On a lu… The Arms Peddler – Tome 3

On a lu… The Arms Peddler – Tome 3

Note de l'auteur

Autant le dire tout de suite, c’est un excellent troisième tome que nous proposent les auteurs Kyoichi Nanatsuki (scénario) et Night Owl (dessin). Après un second opus un peu trop orienté action pure, celui-ci soulève de nouvelles interrogations et nous en dit un peu plus sur son univers.

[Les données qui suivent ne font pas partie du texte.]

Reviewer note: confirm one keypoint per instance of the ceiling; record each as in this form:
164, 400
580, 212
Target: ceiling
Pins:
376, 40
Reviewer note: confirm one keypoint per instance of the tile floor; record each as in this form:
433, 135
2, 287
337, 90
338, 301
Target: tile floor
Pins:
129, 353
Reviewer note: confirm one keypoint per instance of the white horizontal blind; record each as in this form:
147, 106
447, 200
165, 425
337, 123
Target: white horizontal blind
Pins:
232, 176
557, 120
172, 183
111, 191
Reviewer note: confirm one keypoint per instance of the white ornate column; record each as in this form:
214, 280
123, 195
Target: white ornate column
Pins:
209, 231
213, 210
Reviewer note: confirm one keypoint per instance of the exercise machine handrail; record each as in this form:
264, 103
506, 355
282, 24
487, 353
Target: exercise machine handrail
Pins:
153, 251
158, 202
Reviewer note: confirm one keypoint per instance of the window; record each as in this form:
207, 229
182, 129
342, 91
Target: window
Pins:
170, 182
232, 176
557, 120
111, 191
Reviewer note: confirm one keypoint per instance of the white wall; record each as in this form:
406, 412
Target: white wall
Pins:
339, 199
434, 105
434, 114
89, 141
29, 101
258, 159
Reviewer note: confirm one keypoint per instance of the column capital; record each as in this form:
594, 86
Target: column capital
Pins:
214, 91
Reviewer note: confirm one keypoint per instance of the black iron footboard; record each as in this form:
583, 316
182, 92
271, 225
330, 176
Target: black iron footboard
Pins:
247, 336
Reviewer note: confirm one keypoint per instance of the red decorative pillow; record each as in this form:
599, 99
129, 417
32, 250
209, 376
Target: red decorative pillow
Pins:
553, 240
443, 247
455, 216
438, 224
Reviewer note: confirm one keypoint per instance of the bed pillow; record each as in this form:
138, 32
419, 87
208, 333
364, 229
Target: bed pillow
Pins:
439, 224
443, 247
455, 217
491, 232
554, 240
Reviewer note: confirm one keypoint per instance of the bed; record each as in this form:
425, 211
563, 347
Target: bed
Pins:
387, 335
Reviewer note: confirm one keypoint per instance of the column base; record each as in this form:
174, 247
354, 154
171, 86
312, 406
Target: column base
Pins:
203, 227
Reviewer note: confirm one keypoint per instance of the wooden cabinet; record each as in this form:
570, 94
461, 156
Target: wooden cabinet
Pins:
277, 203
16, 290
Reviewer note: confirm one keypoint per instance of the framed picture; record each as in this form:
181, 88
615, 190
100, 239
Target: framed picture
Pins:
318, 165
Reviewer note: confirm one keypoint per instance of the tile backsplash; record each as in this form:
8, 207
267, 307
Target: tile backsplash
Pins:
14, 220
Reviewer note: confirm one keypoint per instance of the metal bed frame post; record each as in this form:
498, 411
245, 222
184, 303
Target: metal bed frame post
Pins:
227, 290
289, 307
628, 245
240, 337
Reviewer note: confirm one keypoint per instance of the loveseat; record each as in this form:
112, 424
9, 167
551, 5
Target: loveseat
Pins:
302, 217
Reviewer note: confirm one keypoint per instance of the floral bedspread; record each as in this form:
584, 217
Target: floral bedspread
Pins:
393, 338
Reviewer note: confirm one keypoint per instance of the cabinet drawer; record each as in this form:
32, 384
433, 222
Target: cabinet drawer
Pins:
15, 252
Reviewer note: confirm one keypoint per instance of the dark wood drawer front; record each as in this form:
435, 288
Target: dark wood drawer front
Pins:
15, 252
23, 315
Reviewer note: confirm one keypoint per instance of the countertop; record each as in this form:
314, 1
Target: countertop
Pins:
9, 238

Rapide récapitulatif: Dans un monde en ruines suite à un cataclysme majeur, Garami une marchande d’armes, recueillie Sona, un jeune garçon spectateur du massacre de sa famille. Elle le tire d’affaire mais en échange, il lui est redevable de 100 pièces d’or. En chemin, Sona se voit confier la protection de la princesse Airi. Les voilà donc tous les trois à sillonner les routes… Ce seinen (manga pour les grands donc, Plissken!) baigné de fantastique, s’oriente essentiellement vers le genre du western dans ce tome. Notre trio arrive dans un des campements de la Guilde des Armuriers afin de se réapprovisionner en marchandise.

Dans cette ville fortifiée, fondée sur d’anciennes ruines, on apprend succinctement le fonctionnement et la vie du camp. L’intérêt de cette première partie réside surtout dans les informations ou questions disséminées ça et là. En vrac: la Guilde n’est pas uniquement ce qu’elle prétend être, l’arme de Sona recèle un secret, et toujours rayon armes, l’accent est mit sur l’énorme épée que Garami porte sur le dos, alors même qu’elle ne l’utilise jamais… Mais LA question qui attise vraiment la curiosité dans ce tome: de quel livre parle Sona, lorsqu’il prédit un sombre destin à venir? Pas sûr que l’on ait des réponses tout de suite…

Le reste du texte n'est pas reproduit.